My father, born in 1917, was nearly 50 when I was born. As a first- generation American of Italian descent, his thoughts on gender roles were traditional with a capital T. My mother stayed at home with their seven children while he worked. It wasn’t until I was a teenager that I discovered he had dropped out of high school, earning his equivalency in his 40s.
Yet, my father was progressive in many ways. He valued education, though he himself had little formal training. He also encouraged all of his children to be independent, resourceful, work hard and to save money.
He invested religiously and even opened an IRA for my mother; he had money invested in joint name (men of his generation thought of earnings as exclusively theirs).
Perhaps he wanted his daughters prepared in the event of a sudden change in marital status. Either way, we were not indulged in the way that fathers might spoil their girls.
He was practical and there were expectations placed on us. When I went off to college it was understood that my degree would take four years; there was no margin of error for a “bad semester.” I had to live up to my end of the bargain; frankly, it never occurred to me not to.
I watched how friends of mine seemed to have an easier time; they had their way paid for, they always had more frills than I did. I was envious.
But, when I graduated, I had a tremendous sense of accomplishment that really didn’t have all that much to do with the degree I had earned.

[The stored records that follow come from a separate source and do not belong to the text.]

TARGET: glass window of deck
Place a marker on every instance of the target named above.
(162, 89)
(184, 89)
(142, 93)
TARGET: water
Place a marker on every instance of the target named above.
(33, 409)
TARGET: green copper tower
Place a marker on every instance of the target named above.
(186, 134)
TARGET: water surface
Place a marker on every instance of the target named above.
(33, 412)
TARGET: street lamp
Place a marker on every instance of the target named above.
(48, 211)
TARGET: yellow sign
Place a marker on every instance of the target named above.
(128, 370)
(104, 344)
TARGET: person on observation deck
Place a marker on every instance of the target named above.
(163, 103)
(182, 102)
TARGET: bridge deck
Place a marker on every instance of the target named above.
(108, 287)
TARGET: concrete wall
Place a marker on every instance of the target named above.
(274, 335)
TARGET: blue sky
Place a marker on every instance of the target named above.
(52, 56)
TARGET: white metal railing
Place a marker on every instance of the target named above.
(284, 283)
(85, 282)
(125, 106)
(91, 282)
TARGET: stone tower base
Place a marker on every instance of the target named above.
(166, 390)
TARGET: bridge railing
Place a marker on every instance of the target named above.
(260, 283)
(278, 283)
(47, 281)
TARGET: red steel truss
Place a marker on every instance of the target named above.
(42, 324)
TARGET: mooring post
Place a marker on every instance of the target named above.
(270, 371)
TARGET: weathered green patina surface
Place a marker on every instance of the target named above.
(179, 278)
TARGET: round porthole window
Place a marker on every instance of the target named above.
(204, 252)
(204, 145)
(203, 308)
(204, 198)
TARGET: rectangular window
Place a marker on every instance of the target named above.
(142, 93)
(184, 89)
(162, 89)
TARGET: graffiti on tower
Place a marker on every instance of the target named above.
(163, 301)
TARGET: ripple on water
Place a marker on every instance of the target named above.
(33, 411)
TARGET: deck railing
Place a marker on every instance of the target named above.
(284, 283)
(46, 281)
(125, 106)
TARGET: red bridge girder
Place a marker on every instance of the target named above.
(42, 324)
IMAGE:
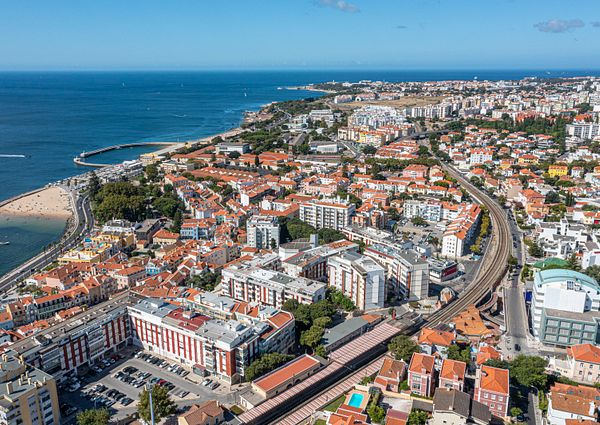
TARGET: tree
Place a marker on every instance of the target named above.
(403, 347)
(376, 413)
(162, 404)
(93, 417)
(265, 363)
(417, 417)
(418, 221)
(529, 371)
(94, 185)
(312, 337)
(456, 352)
(515, 411)
(151, 171)
(177, 221)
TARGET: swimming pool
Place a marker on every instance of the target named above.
(356, 400)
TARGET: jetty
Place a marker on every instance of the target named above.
(80, 159)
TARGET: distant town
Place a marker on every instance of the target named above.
(382, 253)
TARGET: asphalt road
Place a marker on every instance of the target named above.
(84, 223)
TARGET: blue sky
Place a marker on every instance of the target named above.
(311, 34)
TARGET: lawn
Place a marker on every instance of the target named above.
(332, 407)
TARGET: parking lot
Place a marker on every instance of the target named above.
(117, 383)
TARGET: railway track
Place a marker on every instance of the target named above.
(493, 268)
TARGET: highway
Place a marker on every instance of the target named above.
(83, 222)
(490, 275)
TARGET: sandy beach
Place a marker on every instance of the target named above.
(52, 202)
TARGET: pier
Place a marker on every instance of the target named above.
(80, 159)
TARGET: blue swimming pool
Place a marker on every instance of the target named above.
(355, 400)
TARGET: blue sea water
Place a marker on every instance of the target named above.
(52, 117)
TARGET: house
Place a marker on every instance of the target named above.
(568, 402)
(391, 374)
(452, 374)
(421, 374)
(434, 341)
(492, 389)
(208, 413)
(453, 407)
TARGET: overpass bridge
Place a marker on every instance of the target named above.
(80, 159)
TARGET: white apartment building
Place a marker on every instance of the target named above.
(262, 232)
(565, 307)
(269, 287)
(461, 232)
(407, 271)
(427, 210)
(327, 214)
(583, 130)
(358, 277)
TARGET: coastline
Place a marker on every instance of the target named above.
(49, 203)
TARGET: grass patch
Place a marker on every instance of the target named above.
(332, 407)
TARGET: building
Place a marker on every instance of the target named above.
(208, 413)
(452, 375)
(407, 271)
(453, 407)
(565, 308)
(27, 395)
(461, 232)
(583, 130)
(492, 389)
(358, 277)
(391, 374)
(421, 374)
(327, 214)
(262, 232)
(569, 402)
(269, 287)
(435, 341)
(582, 364)
(282, 378)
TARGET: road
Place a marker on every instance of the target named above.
(490, 274)
(518, 337)
(83, 222)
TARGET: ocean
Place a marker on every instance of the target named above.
(52, 117)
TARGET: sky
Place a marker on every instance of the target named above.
(299, 34)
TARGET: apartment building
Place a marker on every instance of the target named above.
(452, 374)
(421, 374)
(358, 277)
(28, 395)
(565, 308)
(407, 272)
(269, 287)
(492, 389)
(327, 214)
(461, 232)
(262, 232)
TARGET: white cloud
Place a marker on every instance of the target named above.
(557, 26)
(341, 5)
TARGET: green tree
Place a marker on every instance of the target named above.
(417, 417)
(162, 404)
(403, 347)
(529, 371)
(266, 363)
(456, 352)
(93, 417)
(94, 185)
(312, 337)
(376, 413)
(151, 171)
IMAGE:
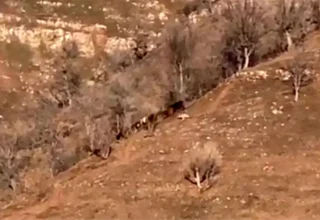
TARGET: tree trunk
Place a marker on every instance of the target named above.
(247, 54)
(181, 91)
(289, 40)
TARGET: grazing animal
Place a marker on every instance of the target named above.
(204, 162)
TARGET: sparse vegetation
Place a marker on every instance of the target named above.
(72, 118)
(204, 163)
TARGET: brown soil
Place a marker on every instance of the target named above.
(270, 170)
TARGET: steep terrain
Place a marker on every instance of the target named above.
(270, 162)
(269, 143)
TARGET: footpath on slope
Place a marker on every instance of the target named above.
(270, 170)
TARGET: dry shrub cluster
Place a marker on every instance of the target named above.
(72, 118)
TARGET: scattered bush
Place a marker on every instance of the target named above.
(72, 118)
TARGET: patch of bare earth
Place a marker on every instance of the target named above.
(271, 165)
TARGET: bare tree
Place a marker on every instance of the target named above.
(291, 18)
(315, 6)
(245, 25)
(300, 74)
(181, 43)
(204, 162)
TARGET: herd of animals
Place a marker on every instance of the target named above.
(203, 161)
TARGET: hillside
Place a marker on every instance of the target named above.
(78, 78)
(271, 165)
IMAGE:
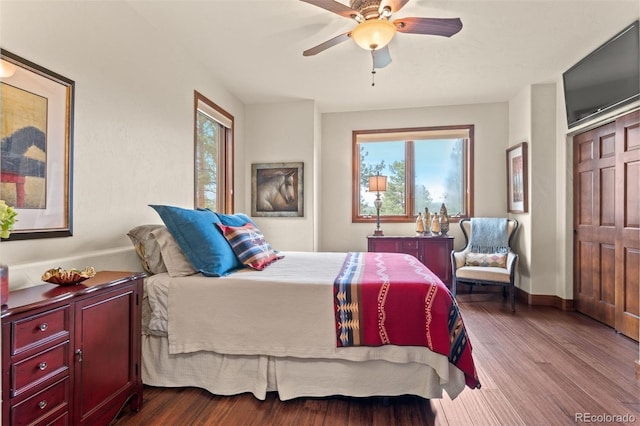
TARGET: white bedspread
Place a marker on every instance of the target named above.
(284, 311)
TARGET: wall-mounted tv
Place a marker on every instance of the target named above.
(607, 78)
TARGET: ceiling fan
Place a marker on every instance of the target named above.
(374, 30)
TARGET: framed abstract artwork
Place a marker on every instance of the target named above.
(36, 148)
(517, 176)
(277, 189)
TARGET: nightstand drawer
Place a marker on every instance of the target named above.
(40, 368)
(38, 329)
(41, 404)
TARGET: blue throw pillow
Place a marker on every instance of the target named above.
(200, 240)
(237, 219)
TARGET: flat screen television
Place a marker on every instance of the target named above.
(607, 78)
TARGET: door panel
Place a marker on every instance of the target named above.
(628, 224)
(607, 223)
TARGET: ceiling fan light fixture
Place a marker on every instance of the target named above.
(373, 34)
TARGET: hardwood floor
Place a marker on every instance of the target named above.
(539, 366)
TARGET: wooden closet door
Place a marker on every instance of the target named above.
(628, 224)
(594, 158)
(606, 164)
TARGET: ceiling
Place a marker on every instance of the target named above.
(254, 48)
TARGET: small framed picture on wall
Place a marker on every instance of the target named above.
(517, 176)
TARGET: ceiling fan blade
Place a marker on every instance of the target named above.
(381, 58)
(445, 27)
(392, 5)
(327, 44)
(335, 7)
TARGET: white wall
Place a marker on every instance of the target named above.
(279, 133)
(520, 131)
(133, 130)
(491, 135)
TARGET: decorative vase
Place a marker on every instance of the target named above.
(444, 220)
(435, 224)
(4, 284)
(426, 218)
(419, 224)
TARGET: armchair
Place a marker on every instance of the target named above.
(486, 259)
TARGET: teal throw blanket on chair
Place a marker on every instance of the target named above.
(488, 235)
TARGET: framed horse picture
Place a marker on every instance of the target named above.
(277, 189)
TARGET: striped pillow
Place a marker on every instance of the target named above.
(249, 245)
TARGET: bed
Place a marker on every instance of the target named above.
(299, 327)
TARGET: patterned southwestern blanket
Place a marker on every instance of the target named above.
(393, 299)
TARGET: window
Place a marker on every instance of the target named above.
(213, 136)
(425, 167)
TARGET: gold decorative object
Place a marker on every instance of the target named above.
(73, 276)
(444, 220)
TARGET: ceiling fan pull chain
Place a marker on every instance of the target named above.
(373, 68)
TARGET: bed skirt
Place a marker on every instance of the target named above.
(290, 377)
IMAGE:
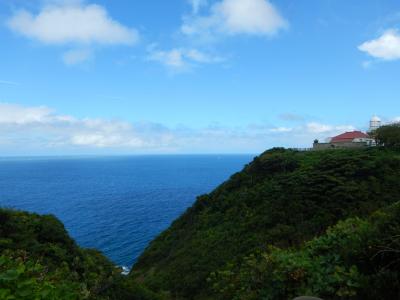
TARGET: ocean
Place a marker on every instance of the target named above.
(114, 204)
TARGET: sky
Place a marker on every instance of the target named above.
(82, 77)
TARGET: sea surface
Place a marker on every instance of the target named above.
(114, 204)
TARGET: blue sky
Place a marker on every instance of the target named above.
(192, 76)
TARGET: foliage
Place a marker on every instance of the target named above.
(282, 199)
(388, 136)
(350, 261)
(38, 260)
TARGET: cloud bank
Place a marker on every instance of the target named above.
(72, 24)
(386, 47)
(234, 17)
(181, 59)
(41, 130)
(65, 24)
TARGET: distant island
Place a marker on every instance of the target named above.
(291, 223)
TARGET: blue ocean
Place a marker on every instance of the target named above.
(115, 204)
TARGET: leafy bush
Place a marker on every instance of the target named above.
(388, 136)
(282, 199)
(351, 261)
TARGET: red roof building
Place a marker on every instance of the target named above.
(349, 137)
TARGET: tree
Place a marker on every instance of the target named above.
(388, 136)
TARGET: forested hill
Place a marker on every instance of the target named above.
(266, 215)
(38, 260)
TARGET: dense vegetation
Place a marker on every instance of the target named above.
(388, 136)
(323, 223)
(267, 223)
(38, 260)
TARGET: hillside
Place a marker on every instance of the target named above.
(282, 199)
(38, 260)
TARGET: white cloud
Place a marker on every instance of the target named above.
(41, 124)
(197, 4)
(76, 56)
(180, 59)
(7, 82)
(232, 17)
(40, 129)
(386, 47)
(72, 23)
(281, 129)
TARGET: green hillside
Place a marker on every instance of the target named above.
(282, 199)
(291, 223)
(38, 260)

It was how I had earned it — and what it had cost me — that made it more precious.
Earnings from my summer job paid for all my books and living expenses; and I worked while I was a full-time student, contributing to my room and board expenses. I had amassed some very manageable loans (a starting point for my credit history).
I felt strong, free and capable; and not beholden to anyone. My parents were not “Plan B.”
Adages like, “It’s as easy to marry a rich man as a poor man,” are damaging. The underlying sentiment is, “You better hitch your cart to a wagon better than your’s, because your potential is quite limited, sweetheart.” My father never thought of his daughters in need of protection because we were fragile or less than; he protected us because we meant the world to him, as did his sons.
When it comes to money, age won’t make someone wiser or give them confidence if there is no real world experience backing it up. Even having a career won’t.
Allow your daughters (and sons) to experience money in the simplest ways:
- Earn it – There is no greater way to value money than to earn it.
- Save/Invest it – Money can continue working, even when the work day is done.
- Spend it, wisely – When money has been painstakingly earned, it’s harder to part with it on impulsive buys.
- Donate it – Causes near to the heart are worthy of good will.
Build their confidence and self-esteem by showing them that they are able to direct their financial future so they can choose self-possession over being someone’s possession.